This is also a core insight of the phenomenology tradition (which influences to structuralism and poststructuralism; the contention that our reality is “culturally constituted” becomes more clear, since these interpretive schemas are of course largely the products of our environments). To Husserl, and many after him such as Heidegger and Merleau-Ponty, there are the “sensual” and then the “intentive” components of sensory experience, the latter making sense of (i.e. making intelligible) the former. The intentive component both opens up (draws attention to) and closes down (filters out) reality as experience, and indeed can even “hallucinate” it.
ii.
Since it is the interaction between schema and world, narrative and reality, which determines our experience, the schema gains most influence in situations where reality is vague or hard-to-discern, and the same is true vice-versa.

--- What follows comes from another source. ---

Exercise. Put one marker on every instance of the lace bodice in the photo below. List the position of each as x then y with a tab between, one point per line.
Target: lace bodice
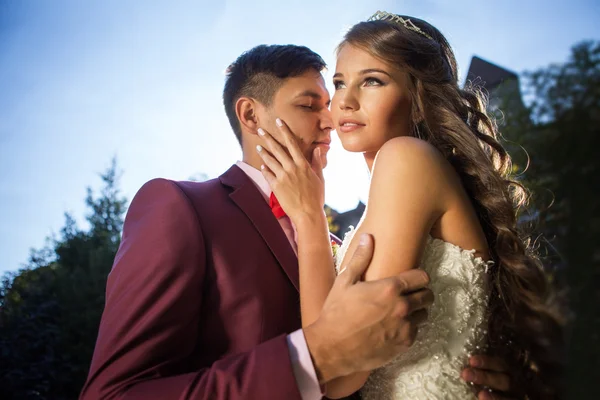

Coffee tasting, as Ken Liberman describes it in More Studies in Ethnomethodology, is a high-stakes and socially constituted craft where tasters go back and forth (oscillate dialectically) between frame and experience, reconciling labels with sensory inputs (or else reconciling their own discovered descriptors with those of other tasters)—testing one against the other and finding an individuated “truth” through the correspondence between the levels. One taster, for instance, might suggest a hint of cinnamon; another will then taste his cup, and either node in agreement or contradict the first—that, in fact, the flavor seems closer to chocolate, in which case the first taster now returns to his cup, testing the contradiction against his (newly re-schematized) experience and remarking that, yes, it is somewhere in that range. The utterance or discovery of a label (sign) enables, by “focusing” the experience, the taster to “pick out” and experience the signified flavor from a varied, changing, and vague sensory experience—it stabilizes the instability of being, while at the same time even creating a reality, as the hierarchical prediction system will “round up” its inputs to the top-down descriptor (for instance, a taster might experience a coffee that is somewhere approximately between cinnamon and chocolate as either flavor, depending on his initial anchor). At last, as the coffee beans are rolled out to market, these descriptors will help consumers further “pick out” and simultaneously “create” an experience of chocolate.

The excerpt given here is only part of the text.